A merge stuck in review limbo. Permissions lost in translation between cloud clusters and old code review systems. Every DevOps engineer knows that moment when automation should help, but the gates stay locked. Digital Ocean Kubernetes Gerrit solves that by bringing scalable deployment and structured code governance under one roof.
Digital Ocean’s managed Kubernetes offers elastic infrastructure with sane defaults: automatic node scaling, easy secret management, and network isolation that respects your wallet. Gerrit, meanwhile, handles code reviews with precision, enforcing the kind of standards that make CI/CD pipelines worth trusting. Together, they build a workflow that feels enterprise-grade without the enterprise delay.
The integration depends on identity and automation. In plain terms, Kubernetes runs the workloads, Gerrit controls who can merge them, and your CI engine ties them together.
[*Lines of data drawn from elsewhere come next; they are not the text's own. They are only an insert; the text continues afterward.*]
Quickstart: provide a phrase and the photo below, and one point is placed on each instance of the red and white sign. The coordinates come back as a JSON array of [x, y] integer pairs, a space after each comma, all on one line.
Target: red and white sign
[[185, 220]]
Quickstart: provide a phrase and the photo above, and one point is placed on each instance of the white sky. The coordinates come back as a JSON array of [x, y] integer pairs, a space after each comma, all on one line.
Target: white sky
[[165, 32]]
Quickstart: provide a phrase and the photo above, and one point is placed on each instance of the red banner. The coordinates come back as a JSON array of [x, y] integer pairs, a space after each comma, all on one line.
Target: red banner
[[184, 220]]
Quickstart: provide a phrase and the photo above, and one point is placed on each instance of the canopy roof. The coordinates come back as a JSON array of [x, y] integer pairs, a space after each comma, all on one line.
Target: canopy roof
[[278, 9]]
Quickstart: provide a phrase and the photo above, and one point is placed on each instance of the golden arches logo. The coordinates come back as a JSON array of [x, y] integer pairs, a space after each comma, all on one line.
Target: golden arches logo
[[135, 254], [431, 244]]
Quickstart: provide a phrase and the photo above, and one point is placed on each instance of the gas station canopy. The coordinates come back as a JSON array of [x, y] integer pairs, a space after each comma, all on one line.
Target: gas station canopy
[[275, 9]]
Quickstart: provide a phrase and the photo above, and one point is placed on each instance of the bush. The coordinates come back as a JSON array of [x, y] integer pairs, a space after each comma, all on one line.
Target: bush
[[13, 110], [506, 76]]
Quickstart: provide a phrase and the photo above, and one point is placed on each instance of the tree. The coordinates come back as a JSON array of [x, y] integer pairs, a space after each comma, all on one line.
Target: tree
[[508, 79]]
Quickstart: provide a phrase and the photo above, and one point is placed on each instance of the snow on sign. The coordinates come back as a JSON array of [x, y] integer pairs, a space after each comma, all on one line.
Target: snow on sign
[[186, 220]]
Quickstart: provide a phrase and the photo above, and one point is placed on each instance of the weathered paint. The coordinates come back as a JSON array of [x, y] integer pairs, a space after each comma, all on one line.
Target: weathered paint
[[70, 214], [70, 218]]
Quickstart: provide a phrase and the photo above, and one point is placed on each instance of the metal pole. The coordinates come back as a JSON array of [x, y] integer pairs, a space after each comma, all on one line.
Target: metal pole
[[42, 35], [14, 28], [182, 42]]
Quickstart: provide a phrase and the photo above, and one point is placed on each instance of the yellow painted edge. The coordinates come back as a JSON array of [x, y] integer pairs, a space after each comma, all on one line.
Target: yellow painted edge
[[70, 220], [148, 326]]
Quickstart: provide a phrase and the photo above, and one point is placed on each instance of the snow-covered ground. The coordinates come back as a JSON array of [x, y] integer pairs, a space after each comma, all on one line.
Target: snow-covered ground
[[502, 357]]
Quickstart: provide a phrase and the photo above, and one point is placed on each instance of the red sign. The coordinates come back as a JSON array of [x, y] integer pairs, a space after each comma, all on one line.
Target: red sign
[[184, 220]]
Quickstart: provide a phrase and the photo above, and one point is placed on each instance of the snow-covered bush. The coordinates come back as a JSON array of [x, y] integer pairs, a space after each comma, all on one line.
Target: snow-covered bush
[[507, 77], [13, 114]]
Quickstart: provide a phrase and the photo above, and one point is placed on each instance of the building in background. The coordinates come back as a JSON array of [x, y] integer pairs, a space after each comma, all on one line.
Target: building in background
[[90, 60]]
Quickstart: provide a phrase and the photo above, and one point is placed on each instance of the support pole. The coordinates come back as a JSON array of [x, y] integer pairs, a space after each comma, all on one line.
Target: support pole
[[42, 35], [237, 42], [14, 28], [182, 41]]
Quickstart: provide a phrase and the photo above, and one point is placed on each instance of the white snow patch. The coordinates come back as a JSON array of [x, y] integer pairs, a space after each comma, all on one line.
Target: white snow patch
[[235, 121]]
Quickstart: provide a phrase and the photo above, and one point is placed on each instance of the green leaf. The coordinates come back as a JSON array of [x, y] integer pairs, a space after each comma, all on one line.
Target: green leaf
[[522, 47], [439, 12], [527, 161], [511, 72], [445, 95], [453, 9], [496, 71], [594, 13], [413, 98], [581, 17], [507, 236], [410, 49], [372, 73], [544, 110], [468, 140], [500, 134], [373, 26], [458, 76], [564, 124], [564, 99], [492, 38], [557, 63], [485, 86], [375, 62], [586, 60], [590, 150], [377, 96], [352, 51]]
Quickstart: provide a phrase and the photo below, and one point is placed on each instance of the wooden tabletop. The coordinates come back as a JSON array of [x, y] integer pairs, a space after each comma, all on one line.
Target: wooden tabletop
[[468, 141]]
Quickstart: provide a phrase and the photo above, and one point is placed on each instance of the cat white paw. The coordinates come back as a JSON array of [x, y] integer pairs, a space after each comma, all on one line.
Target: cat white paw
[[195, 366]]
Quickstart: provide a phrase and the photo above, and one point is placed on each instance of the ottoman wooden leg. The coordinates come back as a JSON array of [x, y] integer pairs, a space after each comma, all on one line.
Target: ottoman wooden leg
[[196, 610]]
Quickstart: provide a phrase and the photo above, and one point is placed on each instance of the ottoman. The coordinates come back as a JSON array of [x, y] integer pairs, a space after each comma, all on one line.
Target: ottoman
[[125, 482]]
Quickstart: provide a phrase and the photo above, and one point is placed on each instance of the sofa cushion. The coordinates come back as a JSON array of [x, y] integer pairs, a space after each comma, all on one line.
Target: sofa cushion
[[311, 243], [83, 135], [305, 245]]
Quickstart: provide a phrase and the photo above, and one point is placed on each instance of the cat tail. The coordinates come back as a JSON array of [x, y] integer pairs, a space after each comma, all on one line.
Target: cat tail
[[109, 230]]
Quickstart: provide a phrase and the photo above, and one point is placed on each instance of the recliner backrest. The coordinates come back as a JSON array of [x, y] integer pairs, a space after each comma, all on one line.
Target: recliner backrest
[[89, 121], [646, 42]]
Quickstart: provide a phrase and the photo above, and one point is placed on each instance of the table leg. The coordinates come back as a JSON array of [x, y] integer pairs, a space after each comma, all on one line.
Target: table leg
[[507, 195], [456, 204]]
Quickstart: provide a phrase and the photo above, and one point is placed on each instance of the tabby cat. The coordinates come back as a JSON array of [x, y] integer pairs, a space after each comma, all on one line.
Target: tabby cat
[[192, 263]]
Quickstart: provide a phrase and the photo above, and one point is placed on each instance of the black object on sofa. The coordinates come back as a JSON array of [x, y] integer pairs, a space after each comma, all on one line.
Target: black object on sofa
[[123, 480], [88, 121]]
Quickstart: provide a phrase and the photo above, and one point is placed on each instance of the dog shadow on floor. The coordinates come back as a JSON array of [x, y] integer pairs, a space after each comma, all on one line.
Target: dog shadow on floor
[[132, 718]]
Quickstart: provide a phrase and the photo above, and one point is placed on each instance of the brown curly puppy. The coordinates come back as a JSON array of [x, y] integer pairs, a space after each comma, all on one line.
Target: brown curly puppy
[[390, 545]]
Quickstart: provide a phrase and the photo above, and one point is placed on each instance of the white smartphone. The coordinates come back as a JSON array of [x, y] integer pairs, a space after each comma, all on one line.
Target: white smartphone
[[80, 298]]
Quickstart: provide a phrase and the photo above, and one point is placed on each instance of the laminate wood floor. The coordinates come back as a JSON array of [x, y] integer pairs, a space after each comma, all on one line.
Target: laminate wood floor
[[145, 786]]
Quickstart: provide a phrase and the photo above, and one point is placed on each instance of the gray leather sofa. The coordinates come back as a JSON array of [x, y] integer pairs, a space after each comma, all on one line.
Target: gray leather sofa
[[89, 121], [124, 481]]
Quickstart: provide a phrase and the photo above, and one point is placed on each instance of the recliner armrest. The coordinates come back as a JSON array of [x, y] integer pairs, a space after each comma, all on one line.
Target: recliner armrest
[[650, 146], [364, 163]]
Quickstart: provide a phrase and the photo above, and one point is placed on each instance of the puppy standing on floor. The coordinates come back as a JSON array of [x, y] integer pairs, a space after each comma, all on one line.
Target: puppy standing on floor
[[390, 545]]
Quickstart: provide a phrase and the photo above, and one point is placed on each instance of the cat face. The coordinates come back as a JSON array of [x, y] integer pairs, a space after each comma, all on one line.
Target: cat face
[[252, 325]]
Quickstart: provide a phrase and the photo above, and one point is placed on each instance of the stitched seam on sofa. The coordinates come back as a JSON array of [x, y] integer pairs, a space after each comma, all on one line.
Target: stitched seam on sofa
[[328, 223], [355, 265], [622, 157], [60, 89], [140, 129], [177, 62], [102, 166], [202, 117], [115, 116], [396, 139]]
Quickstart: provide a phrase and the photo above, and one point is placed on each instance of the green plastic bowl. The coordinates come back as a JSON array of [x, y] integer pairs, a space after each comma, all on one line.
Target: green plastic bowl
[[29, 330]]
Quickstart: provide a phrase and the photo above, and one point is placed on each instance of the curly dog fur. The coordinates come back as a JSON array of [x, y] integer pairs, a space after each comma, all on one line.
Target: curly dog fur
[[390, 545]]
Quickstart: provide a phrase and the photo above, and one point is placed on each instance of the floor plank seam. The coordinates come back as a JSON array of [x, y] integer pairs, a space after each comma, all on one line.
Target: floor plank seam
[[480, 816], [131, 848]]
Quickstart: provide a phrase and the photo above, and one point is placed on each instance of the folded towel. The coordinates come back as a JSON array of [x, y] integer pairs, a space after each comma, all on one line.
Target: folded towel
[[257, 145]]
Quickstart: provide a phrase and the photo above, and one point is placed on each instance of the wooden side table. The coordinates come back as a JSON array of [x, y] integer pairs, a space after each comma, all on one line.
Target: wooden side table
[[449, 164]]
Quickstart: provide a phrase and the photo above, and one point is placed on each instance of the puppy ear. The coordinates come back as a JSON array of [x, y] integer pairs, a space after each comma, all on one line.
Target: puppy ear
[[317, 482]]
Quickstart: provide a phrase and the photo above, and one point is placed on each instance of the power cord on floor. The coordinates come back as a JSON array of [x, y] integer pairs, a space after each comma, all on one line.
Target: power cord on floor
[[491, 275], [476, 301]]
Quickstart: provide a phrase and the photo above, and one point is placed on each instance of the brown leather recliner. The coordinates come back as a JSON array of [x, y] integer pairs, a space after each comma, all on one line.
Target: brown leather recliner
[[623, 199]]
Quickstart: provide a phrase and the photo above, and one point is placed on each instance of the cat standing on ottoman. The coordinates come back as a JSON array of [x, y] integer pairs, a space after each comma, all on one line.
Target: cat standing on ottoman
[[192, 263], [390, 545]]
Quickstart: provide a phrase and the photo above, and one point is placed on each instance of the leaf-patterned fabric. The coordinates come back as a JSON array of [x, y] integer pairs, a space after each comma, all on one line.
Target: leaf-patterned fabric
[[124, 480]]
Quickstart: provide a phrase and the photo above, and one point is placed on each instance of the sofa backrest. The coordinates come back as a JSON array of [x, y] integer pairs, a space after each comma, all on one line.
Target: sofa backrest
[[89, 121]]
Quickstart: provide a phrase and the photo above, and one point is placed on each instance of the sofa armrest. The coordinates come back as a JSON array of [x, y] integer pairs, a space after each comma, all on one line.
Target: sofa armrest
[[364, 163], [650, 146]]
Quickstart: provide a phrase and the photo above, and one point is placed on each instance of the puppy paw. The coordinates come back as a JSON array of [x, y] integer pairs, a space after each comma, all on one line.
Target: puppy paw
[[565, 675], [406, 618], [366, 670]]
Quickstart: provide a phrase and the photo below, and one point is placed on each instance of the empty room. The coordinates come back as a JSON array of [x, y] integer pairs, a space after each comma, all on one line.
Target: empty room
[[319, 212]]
The smartest setup keeps Gerrit’s authentication mapped to cluster roles through OIDC or LDAP, avoids shared credentials, and treats each contributor as a distinct service identity. Digital Ocean makes that simple using its Control Plane API. Gerrit’s permissions then feed directly into Kubernetes RBAC, so review decisions translate into deployable policy.
When configuring access, start by defining namespaces that mirror your repository structure. Each Gerrit project can correspond to a namespace with mapped service accounts. Apply labels for audit clarity — for example, “gerrit:core” or “gerrit:experimental.” Rotate secrets through Kubernetes Secrets Manager, and link commit hooks to container redeploy events. This connects human authorization with automated rollout.
If you ever find Gerrit reviews not triggering deployments, check webhook certificates or OIDC token scope. Many integration hiccups come down to mismatched identity providers like Okta or custom SSO. Once roles sync correctly, approvals show up as real-time cluster updates, not manual merges.